The tendency to extend the rankings to movements, ideas and ‘immaterial entities’ has in the past editions rewarded movements such as Black Lives Matter and #MeToo or the ‘immaterial entity’ Erc-721, token of the Ethereum network. For 2022, the Indonesian art collective ruangrupa, curators of Documenta 15 (ranked 1st on ArtReview and 2nd on Monopol) and Cecilia Alemani (ranked 2nd on ArtReview and 4th on Monopol), curator of the Venice Biennale 2022, reach the podium. Also interesting is the presence in the rankings of the Unions, the workers’ unions and their struggles for art workers, in 3rd place on Art Review.

THE RUANGRUPA COLLECTIVE

Founded in 2000 in Jakarta, the ruangrupa collective was the first collective from Asia to curate Documenta, the five-year Kassel exhibition now in its 15th year. And it was precisely from the German city that the project envisioned by ruangrupa questioned the nature, meaning and role of art in contemporary society, calling together groups, associations, artists and activists to work on the concept of “lumbung”, an Indonesian term that identifies the place where the surplus rice harvest is stored, to share fortunes and misfortunes with the entire community without leaving anyone behind.

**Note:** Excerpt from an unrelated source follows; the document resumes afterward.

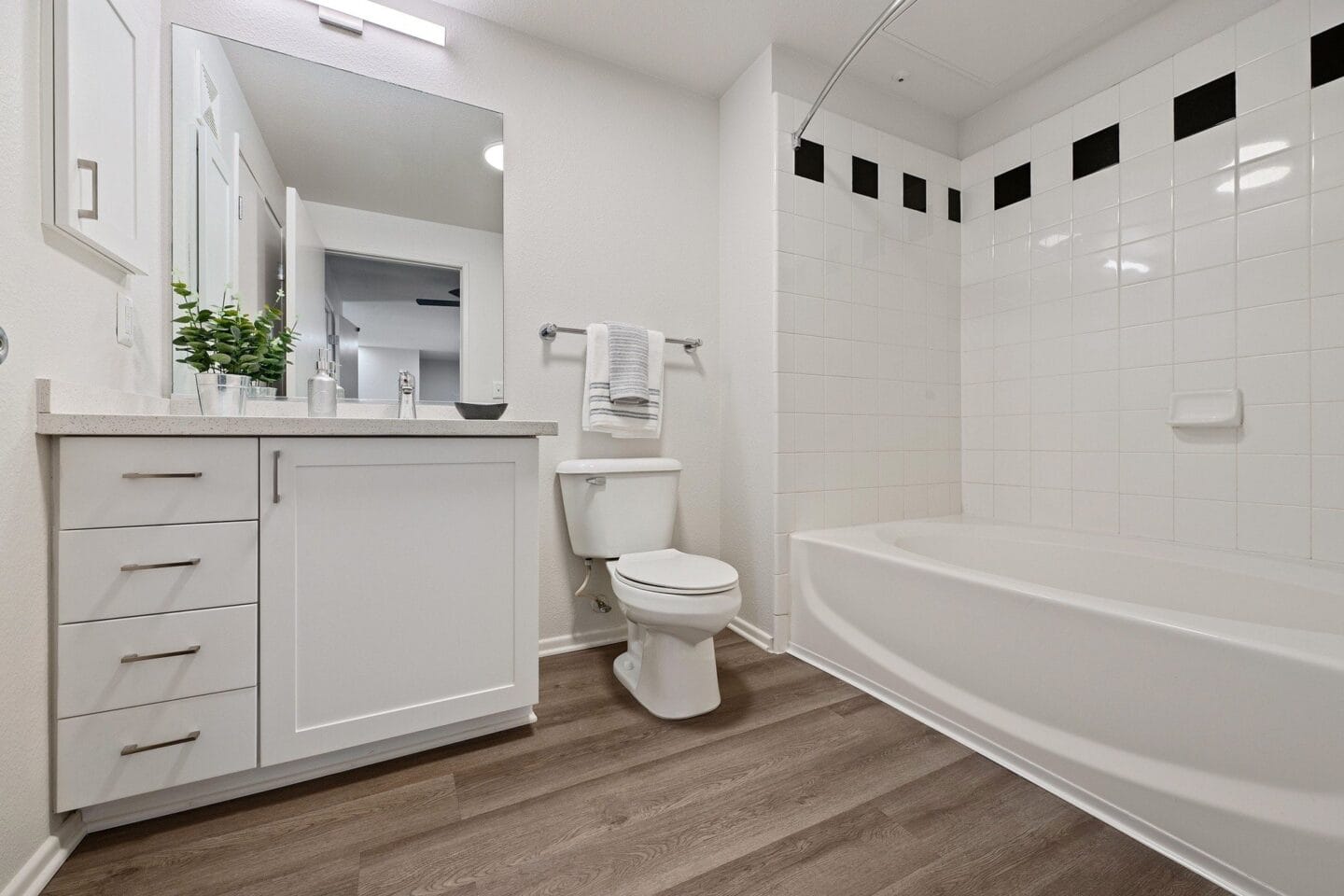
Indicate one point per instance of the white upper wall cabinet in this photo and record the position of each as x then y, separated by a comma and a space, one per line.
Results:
98, 128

Although the collective’s curatorial work has received harsh criticism, it is also true, at least according to Monopol, that their work has catalysed collective attention and media discussion as never before. Moreover, for the first time ever, the Documenta exhibition was curated by a group of artists and not by a professional curator: the choice of ruangrupa, and their recognition in the rankings, thus testifies to a complex interpretation of power, which lies not only in established hierarchies but also in the imagination and definition of divergent and non-traditional trajectories, which rekindle the spotlight on the social and political function of art.

CECILIA ALEMANI

Also on the podium was Italian curator Cecilia Alemani with her 59th Venice Biennale ‘The Milk of Dreams’, an edition that achieved the highest attendance ever recorded at the major international event. With a crowd of visitors from all over the world, the Alemani-led Biennale rewarded a vision of art aimed at expanding the canon of artistic research even to underestimated projects, excluded from an ‘elitist’ art history that had hitherto favoured a more traditional and westernising approach, also by involving more female artists and non-binary subjectivities.

UNIONS

The claims of the associations of female and male art workers do not go unmentioned: on the third step of the podium at Monopol are the Unions and the battles opened all over the world to demand decent conditions and full rights for workers in the sector. A sector, that of the arts, which seems to be experiencing a tear in that apparent, and in reality schizophrenic, balance between top positions, income and the current poverty that often also affects workers, who are paid but underpaid or lack the minimum protection.